Accurate risk estimates in IVF pregnancies undergoing first-trimester screening for chromosomal defects requires correction of the measured concentrations to reduce the overestimate of risk. It was suggested previously that in IVF pregnancies undergoing second-trimester biochemical screening for chromosomal defects the measured MOM should be divided by the median MOM obtained in IVF pregnancies (Wald et al., 1999). This procedure was shown to bring the false-positive rate back to the rate observed in naturally conceived pregnancies. Correcting in a similar manner in the current first-trimester study would have also reduced the false-positive rate to that in the control group. However, before such adjustment of risk calculation is considered, it would be necessary to study a large number of trisomy 21 pregnancies achieved by assisted reproduction to determine the effectiveness of screening with adjusted means.

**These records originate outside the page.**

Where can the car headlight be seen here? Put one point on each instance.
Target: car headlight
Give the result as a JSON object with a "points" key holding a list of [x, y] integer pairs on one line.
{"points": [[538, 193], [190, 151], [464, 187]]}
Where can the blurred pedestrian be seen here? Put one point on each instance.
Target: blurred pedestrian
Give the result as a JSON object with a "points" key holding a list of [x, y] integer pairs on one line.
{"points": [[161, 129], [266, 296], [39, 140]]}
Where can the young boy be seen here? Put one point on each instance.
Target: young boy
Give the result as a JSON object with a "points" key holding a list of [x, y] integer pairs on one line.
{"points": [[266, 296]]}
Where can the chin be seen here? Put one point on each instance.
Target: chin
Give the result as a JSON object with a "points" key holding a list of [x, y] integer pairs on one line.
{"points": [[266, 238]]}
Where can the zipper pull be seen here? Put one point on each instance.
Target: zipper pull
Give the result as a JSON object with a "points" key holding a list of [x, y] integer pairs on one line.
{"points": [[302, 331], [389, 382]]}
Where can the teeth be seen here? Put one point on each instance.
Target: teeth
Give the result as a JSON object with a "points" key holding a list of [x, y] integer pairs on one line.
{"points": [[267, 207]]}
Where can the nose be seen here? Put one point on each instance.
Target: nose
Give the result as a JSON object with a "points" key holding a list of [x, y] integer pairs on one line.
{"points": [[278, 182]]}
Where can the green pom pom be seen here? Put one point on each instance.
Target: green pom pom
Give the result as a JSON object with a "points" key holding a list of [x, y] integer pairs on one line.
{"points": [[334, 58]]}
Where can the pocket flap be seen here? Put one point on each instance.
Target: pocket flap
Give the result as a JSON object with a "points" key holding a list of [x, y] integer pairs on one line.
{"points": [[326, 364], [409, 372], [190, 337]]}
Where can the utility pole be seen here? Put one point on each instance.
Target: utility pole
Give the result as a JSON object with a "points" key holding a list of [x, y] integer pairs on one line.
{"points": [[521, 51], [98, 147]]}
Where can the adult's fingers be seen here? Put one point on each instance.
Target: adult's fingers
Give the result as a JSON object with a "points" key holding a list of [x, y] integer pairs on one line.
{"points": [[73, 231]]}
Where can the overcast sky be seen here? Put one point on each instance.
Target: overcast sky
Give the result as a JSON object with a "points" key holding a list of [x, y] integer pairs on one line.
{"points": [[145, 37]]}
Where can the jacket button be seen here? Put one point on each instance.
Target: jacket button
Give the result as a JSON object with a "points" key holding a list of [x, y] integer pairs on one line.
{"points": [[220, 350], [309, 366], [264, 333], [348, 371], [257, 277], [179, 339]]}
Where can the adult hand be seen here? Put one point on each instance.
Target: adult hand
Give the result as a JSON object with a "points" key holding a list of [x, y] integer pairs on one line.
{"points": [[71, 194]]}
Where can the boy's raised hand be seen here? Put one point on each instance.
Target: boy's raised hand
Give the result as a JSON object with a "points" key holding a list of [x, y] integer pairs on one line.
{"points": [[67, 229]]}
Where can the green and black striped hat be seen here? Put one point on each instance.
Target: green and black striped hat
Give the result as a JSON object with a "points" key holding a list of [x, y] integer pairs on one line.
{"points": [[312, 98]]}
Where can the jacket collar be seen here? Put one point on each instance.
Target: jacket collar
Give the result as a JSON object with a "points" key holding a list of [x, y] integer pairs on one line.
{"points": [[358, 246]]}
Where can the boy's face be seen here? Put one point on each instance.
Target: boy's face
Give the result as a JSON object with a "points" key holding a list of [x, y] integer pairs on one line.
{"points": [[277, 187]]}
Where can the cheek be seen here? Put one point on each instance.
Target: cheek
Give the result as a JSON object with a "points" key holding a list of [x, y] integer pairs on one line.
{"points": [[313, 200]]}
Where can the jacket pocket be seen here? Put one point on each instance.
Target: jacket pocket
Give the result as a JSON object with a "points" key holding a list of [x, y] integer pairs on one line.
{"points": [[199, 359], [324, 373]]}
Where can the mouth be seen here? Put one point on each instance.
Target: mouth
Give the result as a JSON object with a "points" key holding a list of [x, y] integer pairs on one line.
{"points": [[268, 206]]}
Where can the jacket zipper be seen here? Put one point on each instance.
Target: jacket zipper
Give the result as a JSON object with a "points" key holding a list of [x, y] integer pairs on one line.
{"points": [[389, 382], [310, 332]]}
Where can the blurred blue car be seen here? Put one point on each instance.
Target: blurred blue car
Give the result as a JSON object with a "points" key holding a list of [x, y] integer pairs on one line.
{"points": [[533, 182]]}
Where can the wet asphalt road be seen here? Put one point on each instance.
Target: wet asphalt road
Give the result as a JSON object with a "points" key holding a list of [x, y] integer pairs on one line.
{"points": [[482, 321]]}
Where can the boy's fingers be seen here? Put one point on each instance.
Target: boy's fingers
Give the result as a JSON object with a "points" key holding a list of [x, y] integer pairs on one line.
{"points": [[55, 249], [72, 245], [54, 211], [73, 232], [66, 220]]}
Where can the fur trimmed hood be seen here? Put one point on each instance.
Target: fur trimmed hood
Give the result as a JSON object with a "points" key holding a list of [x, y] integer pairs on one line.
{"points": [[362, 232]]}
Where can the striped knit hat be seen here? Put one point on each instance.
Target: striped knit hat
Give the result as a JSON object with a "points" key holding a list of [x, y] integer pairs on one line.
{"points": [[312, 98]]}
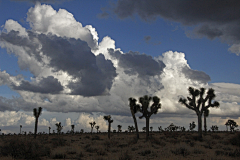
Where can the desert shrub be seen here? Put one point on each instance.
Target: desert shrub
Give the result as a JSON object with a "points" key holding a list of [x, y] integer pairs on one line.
{"points": [[235, 140], [24, 149], [125, 156], [219, 152], [181, 151], [58, 142], [216, 136], [96, 138], [101, 152], [158, 142], [235, 153], [59, 156], [198, 151], [146, 152]]}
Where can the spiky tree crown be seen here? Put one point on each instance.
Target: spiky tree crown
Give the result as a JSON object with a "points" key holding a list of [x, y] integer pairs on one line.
{"points": [[36, 112]]}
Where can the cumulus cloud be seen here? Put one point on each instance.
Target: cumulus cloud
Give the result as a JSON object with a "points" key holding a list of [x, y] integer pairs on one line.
{"points": [[41, 1], [75, 72], [211, 19], [46, 85]]}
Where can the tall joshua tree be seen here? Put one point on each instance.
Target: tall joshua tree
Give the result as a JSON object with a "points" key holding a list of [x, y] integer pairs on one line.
{"points": [[36, 114], [92, 125], [97, 127], [134, 109], [59, 127], [145, 102], [232, 124], [119, 128], [20, 129], [108, 118], [199, 104], [72, 128], [205, 115]]}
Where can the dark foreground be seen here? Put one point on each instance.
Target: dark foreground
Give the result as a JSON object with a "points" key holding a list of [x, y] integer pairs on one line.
{"points": [[122, 146]]}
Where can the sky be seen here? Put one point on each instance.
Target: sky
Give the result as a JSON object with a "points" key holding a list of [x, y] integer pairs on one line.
{"points": [[80, 60]]}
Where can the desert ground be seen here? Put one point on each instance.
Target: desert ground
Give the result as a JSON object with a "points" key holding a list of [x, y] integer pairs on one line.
{"points": [[122, 146]]}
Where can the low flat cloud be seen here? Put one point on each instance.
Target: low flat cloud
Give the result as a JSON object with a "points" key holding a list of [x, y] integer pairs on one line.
{"points": [[211, 19], [74, 71], [45, 85]]}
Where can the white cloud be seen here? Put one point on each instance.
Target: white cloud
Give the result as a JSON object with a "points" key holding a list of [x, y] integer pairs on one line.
{"points": [[57, 46]]}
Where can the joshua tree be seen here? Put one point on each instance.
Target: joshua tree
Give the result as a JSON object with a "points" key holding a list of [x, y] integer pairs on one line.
{"points": [[160, 129], [92, 125], [36, 114], [97, 127], [205, 115], [199, 105], [131, 128], [214, 128], [108, 118], [144, 129], [82, 131], [119, 128], [59, 127], [232, 124], [145, 102], [151, 128], [192, 126], [20, 128], [182, 129], [72, 128], [134, 109]]}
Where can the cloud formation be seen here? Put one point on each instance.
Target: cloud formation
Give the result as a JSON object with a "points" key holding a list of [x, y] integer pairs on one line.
{"points": [[211, 19], [74, 71]]}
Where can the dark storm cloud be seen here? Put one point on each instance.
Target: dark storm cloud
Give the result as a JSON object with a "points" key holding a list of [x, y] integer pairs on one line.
{"points": [[196, 75], [147, 39], [42, 1], [211, 18], [94, 74], [46, 85], [136, 63]]}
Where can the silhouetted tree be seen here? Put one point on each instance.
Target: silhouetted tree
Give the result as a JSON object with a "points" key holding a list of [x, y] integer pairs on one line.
{"points": [[214, 128], [134, 109], [108, 118], [199, 104], [151, 128], [232, 124], [205, 115], [20, 129], [144, 129], [192, 126], [160, 129], [59, 127], [145, 102], [97, 127], [36, 114], [72, 128], [92, 125], [119, 128]]}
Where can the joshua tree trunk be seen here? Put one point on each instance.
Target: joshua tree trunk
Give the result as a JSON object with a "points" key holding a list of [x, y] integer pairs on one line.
{"points": [[199, 125], [135, 123], [109, 127], [205, 123], [35, 131], [147, 127]]}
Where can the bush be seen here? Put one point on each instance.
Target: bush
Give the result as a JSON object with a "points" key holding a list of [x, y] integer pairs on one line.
{"points": [[181, 151], [24, 149]]}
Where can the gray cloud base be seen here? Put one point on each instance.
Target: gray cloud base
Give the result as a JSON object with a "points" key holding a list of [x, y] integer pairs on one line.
{"points": [[213, 19]]}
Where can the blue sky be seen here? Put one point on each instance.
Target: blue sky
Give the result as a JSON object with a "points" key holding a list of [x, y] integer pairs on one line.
{"points": [[208, 57]]}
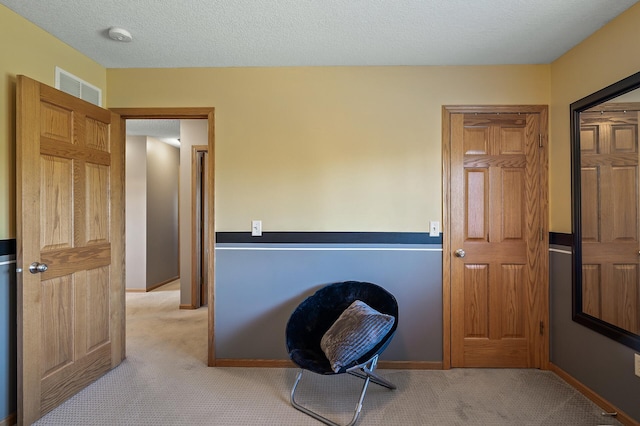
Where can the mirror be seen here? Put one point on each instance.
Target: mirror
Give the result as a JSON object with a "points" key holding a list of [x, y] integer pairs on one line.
{"points": [[606, 211]]}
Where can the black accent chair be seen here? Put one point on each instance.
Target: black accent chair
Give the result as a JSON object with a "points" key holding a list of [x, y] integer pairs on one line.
{"points": [[315, 315]]}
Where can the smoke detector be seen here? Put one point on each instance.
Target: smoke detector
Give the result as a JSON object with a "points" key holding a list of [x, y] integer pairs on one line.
{"points": [[120, 34]]}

Fetal NT was not affected by assisted reproduction, and this is in agreement with a previous study of 75 singleton pregnancies achieved by assisted reproduction (Maymon et al., 1999b). In the current study, NT screening alone would have identified all six chromosomally abnormal fetuses. However, in a multicentre study of 96127 pregnancies, including 326 with trisomy 21, the sensitivity of screening by nuchal translucency was 77% for a false- positive rate of 5% (Snijders et al., 1998
). Screening by a combination of nuchal translucency and first-trimester biochemistry improves the detection of trisomy 21 to ~90% (Spencer et al., 1999
, 2000d
; Krantz et al., 2000
). It would therefore be reasonable to offer women with pregnancies achieved by assisted reproduction the option of combined screening, despite the small increase (of ~1%) in the false-positive rate. Another option is that in a woman with an IVF pregnancy the measured MOM of free ß-HCG is divided by the median MOM of 1.2, found in this study.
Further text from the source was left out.